The glutamate receptor-like 3.3 and 3.6 mediate systemic resistance to insect herbivores in Arabidopsis.

机构信息

Department of Economic Plants and Biotechnology, Yunnan Key Laboratory for Wild Plant Resources, Kunming Institute of Botany, Chinese Academy of Sciences, Kunming 650201, China.

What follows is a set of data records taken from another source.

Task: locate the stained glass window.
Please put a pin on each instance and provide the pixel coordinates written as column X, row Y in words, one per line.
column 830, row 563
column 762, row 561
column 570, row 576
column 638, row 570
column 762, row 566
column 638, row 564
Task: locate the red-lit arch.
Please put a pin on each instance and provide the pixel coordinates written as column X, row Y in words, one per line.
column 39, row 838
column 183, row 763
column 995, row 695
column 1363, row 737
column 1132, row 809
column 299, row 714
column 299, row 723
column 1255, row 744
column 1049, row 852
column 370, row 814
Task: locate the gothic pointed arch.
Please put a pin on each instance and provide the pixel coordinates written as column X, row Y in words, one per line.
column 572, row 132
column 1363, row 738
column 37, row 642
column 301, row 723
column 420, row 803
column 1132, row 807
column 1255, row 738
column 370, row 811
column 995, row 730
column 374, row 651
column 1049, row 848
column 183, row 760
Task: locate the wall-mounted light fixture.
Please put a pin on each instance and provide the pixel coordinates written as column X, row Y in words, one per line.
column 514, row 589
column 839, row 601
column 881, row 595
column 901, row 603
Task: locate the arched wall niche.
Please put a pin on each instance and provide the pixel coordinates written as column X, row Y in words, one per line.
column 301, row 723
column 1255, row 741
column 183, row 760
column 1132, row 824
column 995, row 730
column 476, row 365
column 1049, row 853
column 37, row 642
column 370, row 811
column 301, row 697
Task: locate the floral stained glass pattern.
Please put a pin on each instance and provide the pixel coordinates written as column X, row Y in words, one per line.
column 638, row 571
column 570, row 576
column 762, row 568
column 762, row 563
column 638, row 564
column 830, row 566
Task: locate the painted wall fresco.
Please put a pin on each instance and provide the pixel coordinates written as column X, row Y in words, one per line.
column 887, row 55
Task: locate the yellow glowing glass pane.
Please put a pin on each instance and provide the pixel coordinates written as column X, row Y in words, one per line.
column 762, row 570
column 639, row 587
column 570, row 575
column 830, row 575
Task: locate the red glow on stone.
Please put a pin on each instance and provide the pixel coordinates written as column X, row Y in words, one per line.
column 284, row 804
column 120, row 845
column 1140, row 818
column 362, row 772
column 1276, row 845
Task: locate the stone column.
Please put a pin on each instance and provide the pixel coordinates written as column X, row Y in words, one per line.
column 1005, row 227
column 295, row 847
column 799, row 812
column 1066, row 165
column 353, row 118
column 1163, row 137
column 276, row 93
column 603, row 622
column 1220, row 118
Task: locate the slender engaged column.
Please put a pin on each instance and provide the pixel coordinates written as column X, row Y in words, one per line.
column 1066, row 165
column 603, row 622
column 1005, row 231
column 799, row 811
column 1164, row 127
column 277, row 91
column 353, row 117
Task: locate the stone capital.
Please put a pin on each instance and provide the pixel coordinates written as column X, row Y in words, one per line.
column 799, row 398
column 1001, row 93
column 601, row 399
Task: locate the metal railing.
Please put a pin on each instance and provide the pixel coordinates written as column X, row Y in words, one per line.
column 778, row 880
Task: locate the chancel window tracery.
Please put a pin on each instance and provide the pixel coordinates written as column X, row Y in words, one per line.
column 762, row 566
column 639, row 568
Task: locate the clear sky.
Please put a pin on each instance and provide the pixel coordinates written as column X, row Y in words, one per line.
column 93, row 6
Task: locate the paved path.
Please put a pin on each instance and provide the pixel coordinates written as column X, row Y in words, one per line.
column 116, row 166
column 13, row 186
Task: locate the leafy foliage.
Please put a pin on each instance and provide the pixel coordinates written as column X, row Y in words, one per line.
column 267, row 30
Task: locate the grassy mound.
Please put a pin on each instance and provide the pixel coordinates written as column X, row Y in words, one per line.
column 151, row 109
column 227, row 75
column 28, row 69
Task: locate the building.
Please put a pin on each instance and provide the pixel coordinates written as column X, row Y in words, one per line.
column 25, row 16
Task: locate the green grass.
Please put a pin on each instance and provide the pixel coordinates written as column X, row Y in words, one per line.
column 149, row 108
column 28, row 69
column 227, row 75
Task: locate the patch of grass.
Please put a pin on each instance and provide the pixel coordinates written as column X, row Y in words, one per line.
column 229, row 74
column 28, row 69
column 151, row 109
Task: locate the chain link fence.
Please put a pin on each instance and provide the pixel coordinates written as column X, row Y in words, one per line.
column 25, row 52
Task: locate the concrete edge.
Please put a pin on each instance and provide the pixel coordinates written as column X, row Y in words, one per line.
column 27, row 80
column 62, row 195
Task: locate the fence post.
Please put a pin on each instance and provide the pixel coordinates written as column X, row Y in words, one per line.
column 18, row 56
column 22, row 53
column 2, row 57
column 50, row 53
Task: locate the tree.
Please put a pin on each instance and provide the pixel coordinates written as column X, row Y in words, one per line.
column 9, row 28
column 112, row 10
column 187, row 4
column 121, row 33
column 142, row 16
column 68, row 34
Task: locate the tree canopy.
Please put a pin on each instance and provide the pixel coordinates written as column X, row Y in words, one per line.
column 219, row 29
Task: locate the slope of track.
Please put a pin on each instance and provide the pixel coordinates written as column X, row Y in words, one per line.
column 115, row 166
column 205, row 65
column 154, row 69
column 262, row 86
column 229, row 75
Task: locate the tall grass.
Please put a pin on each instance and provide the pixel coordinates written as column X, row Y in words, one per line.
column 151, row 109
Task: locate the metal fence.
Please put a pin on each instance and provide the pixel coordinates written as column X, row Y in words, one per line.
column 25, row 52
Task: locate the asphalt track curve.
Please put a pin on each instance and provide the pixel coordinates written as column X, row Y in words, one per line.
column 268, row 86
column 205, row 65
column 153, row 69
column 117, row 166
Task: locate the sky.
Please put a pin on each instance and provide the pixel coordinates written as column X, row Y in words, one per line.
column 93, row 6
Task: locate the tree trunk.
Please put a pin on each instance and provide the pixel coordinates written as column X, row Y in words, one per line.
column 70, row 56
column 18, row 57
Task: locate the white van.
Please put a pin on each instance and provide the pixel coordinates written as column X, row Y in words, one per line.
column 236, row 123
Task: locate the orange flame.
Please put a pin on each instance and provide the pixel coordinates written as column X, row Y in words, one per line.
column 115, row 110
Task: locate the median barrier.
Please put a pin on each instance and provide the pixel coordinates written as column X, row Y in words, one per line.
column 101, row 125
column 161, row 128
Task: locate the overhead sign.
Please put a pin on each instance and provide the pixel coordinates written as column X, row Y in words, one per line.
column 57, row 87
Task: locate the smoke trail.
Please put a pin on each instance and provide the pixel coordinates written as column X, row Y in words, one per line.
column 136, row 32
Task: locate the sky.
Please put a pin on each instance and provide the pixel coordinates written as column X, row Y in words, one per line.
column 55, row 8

CAS Center for Excellence in Biotic Interactions, University of Chinese Academy of Sciences, Beijing 100049, China.

出版信息

J Exp Bot. 2022 Dec 8;73(22):7611-7627. doi: 10.1093/jxb/erac399.

DOI:10.1093/jxb/erac399
PMID:36214841
原文链接:https://pmc.ncbi.nlm.nih.gov/articles/PMC9730813/
Abstract

Herbivory activates responses in local and systemic leaves, and the glutamate receptor-like genes GLR3.3 and GLR3.6 are critical in leaf-to-leaf systemic signalling. However, whether and how these genes mediate plant systemic resistance to insects remain largely unexplored. We show that a piercing-sucking insect Myzus persicae (green peach aphid, GPA) or chewing insect Spodoptera litura (cotton leafworm, CLW) feeding-induced systemic defences were attenuated in the glr3.3 glr3.6 mutants. In response to herbivory from either insect, glr3.3 glr3.6 mutants exhibited reduced accumulation of the hormone jasmonic acid (JA) and defensive metabolites glucosinolates (GSs) in systemic (but not local) leaves. Transcriptome analysis indicated that GLR3.3 and GLR3.6 play an important role in regulating the transcriptional responses to GPA and simulated CLW feeding in both local and systemic leaves, including JA- and GS-related genes. Metabolome analysis also revealed that in response to GPA or simulated CLW feeding, GLR3.3 and GLR3.6 are involved in the regulation of various metabolites locally and systemically, including amino acids, carbohydrates, and organic acids. Taken together, this study provides new insights into the function of GLR3.3 and GLR3.6 in mediating transcripts and metabolites in local and systemic leaves under insect attack, and highlights their role in regulating insect resistance in systemic leaves.

摘要

食草动物会激活局部和系统叶片的反应,谷氨酸受体样基因 GLR3.3 和 GLR3.6 在叶片到叶片的系统信号中至关重要。然而,这些基因是否以及如何介导植物对昆虫的系统抗性在很大程度上仍未得到探索。我们表明,取食性昆虫桃蚜(桃蚜,GPA)或咀嚼性昆虫斜纹夜蛾(棉铃虫,CLW)取食诱导的系统防御在 glr3.3 glr3.6 突变体中减弱。在响应来自任何一种昆虫的取食时,glr3.3 glr3.6 突变体在系统叶片(而非局部叶片)中表现出茉莉酸(JA)和防御代谢物硫代葡萄糖苷(GS)积累减少。转录组分析表明,GLR3.3 和 GLR3.6 在调节局部和系统叶片中对 GPA 和模拟 CLW 取食的转录反应中发挥重要作用,包括 JA 和 GS 相关基因。代谢组分析还表明,在响应 GPA 或模拟 CLW 取食时,GLR3.3 和 GLR3.6 参与局部和系统中各种代谢物的调节,包括氨基酸、碳水化合物和有机酸。总之,这项研究为 GLR3.3 和 GLR3.6 在介导昆虫攻击下局部和系统叶片中的转录物和代谢物方面的功能提供了新的见解,并强调了它们在调节系统叶片中昆虫抗性方面的作用。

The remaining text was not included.